Je t’assure que je suis bien ici. Ma nièce, disait madame de F....., aimera mes fermiers, ce sont d’honnêtes gens. Je les aime en effet, et je trouve même l’éloge un peu restreint; ces conditions obscures ont leurs vertus, et quelquefois leur esprit. Cottins est un excellent homme, dont on a toujours remarqué la bonne conduite. Sa femme, non moins estimable, me parle souvent et de ma mère, que je perdis étant si jeune, et de sa propre fille, qui fut ma nourrice, mais qui bientôt mourut en couches. Je me félicite d’avoir préféré la ferme au château; je suis à plus dune lieue de madame de F, mais enfin je demeure également chez elle. J’ai rendu très-commode mon logement modeste. Je me nourris à ma manière je ne vois pas un importun, et les jours ont pour moi leur durée naturelle. On retrouve dans ces habitations éparses des émotions plus simples, ou des indices dune loi plus heureuse. C’est un charme dont il faudra jouir; c’est l’absence des folles misères et le tranquille oubli du monde.

Le site n’est pas riant, mais j’en aime la beauté un peu sauvage. On m’a cédé une portion de jardin, où je verse deux ou trois fois par semaine cent arrosoirs: c’est malheureusement tout ce que je sais y faire. J’ai mes livres et mes pinceaux. Une jeune parente de la bonne mère Cottins vient souvent passer quelques heures auprès de moi; je l’accoutume au travail d’aiguille parce qu’on doit la marier à la ville. Elle n’a pas encore treize ans, et elle semble regretter de ne pas rester villageoise; mais je n’ose applaudir à ce bon sens, de peur de faire remettre en question ce mariage qu’on trouve avantageux, et qu’on veut réaliser dès que l’âge de Pauline le permettra.

Tu t’habitueras à la longueur de mes lettres. Écrivons toutes deux à notre manière; c’est entre nous la vraie convenance.

Aujourd’hui même il y a un an que l’on a reçu les dernières nouvelles de Jules. Clémence, voici vingt-deux mois écoulés depuis que nous avons perdu, moi mon père, et lui sa liberté.

LETTRE II.

Table des matières

J’aurais dû ne jamais connaître cette lettre que tu m’as fait parvenir; mais tu n’as pu en j uger ainsi, à cause de plusieurs choses que te laissait ignorer notre séparation. Encore incertaine de ma tranquillité, j’adoptais une manière d’être qui pût influer sur l’imagination même, et m’offrir un but nouveau. Pour me forcer à rentrer dans la paix, je m’accoutumais au silence des champs, qui ne la procure pas toujours, mais qui en fait mieux sentir la nécessité.

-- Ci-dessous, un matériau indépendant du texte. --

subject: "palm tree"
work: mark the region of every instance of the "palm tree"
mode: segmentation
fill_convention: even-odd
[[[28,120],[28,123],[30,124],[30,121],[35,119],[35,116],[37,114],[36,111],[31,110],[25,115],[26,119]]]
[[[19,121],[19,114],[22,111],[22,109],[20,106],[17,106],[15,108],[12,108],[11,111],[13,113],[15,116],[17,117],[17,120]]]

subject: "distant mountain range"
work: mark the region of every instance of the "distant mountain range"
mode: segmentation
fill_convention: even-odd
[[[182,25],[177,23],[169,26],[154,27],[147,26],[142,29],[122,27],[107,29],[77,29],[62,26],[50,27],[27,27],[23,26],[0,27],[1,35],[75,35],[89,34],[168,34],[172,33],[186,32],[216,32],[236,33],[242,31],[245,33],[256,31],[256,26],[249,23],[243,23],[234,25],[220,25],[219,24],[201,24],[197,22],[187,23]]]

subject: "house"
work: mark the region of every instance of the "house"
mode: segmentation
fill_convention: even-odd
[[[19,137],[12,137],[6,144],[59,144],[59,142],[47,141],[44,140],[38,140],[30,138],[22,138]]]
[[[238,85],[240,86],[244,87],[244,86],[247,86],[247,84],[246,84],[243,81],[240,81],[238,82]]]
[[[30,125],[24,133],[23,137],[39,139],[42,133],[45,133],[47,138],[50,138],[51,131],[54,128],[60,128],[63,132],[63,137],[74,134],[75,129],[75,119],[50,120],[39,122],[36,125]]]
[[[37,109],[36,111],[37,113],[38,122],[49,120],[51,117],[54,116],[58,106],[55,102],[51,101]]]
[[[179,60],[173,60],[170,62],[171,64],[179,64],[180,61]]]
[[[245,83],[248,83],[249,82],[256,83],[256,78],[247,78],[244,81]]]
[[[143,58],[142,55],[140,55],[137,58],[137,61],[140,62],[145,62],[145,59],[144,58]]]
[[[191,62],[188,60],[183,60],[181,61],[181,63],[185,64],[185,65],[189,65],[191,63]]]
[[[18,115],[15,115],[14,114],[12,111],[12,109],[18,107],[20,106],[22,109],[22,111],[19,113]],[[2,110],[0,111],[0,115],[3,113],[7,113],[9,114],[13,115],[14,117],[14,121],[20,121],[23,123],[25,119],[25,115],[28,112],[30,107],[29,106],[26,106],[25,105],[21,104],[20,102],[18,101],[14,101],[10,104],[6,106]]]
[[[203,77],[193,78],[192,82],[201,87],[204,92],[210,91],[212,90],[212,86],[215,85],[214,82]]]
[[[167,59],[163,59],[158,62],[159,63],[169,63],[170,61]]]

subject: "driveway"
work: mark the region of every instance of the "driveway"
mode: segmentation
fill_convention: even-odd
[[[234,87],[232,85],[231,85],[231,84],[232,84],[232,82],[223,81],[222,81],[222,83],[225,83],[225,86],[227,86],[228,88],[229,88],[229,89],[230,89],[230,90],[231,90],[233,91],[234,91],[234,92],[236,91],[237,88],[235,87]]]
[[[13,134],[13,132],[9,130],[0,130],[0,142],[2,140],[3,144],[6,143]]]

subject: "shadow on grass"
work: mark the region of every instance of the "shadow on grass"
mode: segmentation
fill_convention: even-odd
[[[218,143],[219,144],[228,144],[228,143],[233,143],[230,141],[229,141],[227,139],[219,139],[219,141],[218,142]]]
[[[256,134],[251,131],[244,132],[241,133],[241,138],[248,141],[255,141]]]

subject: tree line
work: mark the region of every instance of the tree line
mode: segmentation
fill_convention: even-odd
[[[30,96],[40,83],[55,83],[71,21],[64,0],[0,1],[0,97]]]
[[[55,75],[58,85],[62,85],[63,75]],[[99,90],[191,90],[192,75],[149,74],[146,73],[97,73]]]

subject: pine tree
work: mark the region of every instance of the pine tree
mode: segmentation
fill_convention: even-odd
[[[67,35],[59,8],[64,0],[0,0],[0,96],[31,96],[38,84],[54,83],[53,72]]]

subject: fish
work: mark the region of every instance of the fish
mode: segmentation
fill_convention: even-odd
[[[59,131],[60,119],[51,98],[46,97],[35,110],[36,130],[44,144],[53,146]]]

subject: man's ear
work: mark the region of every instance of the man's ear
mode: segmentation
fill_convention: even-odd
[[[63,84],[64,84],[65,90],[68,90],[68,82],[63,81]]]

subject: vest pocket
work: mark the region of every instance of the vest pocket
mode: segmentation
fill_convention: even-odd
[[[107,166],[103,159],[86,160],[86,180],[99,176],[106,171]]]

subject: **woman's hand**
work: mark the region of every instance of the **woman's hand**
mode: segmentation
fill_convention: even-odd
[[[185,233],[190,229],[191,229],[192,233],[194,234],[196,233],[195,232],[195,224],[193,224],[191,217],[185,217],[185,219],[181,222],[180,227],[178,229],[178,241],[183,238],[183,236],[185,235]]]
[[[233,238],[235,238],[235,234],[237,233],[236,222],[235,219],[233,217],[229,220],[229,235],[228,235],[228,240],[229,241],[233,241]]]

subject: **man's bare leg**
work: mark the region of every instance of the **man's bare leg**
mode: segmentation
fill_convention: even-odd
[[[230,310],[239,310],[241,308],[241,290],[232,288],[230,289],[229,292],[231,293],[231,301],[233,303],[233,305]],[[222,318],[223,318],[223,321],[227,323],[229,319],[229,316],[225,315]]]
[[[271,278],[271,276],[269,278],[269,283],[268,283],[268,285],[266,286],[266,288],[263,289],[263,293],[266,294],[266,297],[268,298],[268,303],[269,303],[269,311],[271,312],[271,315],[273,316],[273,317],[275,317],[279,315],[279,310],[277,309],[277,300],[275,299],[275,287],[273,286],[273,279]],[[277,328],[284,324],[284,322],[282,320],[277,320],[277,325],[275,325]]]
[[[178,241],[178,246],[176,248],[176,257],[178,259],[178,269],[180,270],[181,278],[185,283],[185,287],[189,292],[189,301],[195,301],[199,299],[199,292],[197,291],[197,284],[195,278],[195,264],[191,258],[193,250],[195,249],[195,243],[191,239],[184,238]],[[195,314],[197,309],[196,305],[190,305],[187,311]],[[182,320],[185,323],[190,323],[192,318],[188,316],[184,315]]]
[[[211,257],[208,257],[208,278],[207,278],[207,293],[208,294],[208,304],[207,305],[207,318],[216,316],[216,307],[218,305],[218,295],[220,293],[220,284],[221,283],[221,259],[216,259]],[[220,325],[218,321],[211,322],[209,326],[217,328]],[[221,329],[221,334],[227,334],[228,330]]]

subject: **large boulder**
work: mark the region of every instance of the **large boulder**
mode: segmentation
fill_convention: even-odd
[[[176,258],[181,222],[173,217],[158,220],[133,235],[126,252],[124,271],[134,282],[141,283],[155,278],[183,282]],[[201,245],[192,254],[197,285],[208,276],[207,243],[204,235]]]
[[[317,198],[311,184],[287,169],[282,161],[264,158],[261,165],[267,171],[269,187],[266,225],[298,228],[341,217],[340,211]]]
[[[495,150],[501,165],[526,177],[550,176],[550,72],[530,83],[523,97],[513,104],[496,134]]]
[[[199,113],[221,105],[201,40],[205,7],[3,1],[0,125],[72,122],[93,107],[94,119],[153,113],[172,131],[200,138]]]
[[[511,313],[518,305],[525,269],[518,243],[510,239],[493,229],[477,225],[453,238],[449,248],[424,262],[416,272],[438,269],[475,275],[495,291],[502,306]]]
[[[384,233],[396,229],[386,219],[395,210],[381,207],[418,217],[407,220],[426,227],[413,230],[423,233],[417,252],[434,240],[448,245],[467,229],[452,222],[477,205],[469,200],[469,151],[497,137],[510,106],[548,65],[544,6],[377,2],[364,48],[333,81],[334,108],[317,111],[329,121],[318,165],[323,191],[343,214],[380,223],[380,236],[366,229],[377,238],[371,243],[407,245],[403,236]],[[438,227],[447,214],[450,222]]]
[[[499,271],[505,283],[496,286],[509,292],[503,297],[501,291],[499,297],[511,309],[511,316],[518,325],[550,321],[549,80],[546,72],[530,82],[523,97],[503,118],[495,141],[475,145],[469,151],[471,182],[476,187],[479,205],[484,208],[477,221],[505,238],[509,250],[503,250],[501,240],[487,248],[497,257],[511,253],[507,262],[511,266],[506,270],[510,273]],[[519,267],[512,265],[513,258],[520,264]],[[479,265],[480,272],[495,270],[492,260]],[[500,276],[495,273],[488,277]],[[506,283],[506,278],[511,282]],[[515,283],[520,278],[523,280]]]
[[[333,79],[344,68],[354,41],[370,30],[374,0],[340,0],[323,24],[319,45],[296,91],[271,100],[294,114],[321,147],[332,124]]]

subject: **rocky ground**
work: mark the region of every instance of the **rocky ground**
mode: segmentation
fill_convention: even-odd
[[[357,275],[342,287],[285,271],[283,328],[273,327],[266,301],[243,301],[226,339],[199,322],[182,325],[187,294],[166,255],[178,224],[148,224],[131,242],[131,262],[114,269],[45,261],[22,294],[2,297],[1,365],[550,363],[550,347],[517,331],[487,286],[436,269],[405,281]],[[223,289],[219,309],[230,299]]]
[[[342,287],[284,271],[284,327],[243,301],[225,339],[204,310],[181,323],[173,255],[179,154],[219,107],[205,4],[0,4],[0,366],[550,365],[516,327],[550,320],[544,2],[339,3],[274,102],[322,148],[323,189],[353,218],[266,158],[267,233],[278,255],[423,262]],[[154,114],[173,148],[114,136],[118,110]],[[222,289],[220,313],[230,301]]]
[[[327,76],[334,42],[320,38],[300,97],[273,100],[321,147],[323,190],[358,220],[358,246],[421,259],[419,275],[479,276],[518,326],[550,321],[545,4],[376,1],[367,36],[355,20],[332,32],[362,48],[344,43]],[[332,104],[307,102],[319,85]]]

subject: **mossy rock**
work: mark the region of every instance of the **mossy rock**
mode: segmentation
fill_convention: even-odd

C’est apparemment parce que la lettre de Jules était dans la tienne, que je l’ai lue sans songer à l’avenir. Il ne m’était pas venu dans l’esprit qu’un jour il se servirait de cette voie. A la vérité il ne lui en restait aucune autre; et d’ailleurs la nature d’un lien formellement autorisé dans des temps heureux, lui a fait espérer de ta part quelque indulgence au milieu de nos afflictions.

Je conçois que tu n’aies pas été plus sévère. Il m’aurait crue instruite de toutes ses peines; et, tandis que je me serais flattée de l’oublier, il aurait compté parmi ses espérances le projet de notre réunion.

Ce papier si frêle qui a traversé les déserts et l’Océan, ces lignes que, l’espoir dictait, et qui décèlent tant d’alarmes, ce gage d’anciens souvenirs, est-ce là simplement une lettre d’un homme à une femme, et Jules n’est-il pas l’ami qu’on m’avait destiné? Mais, Clémence, il se trouve que j’avais renoncé à lui. Je croyais lui être inutile, je me suis promis de n’aimer jamais. Si j’avais su ce que j’apprends, peut-être n’aurais-je pas adopté cette résolution; mais elle est devenue mon asile, et le jour de la délibération est passé. Bien qu’il n’ait été question que de moi-même lorsque je prononçai le mot solennel, je l’ai cru irrévocable: je n’ai pas pensé que mes motifs fussent au nombre de ceux qu’un incident doit changer, et qu’on se rappelle ou qu’on méconnaît selon les circonstances.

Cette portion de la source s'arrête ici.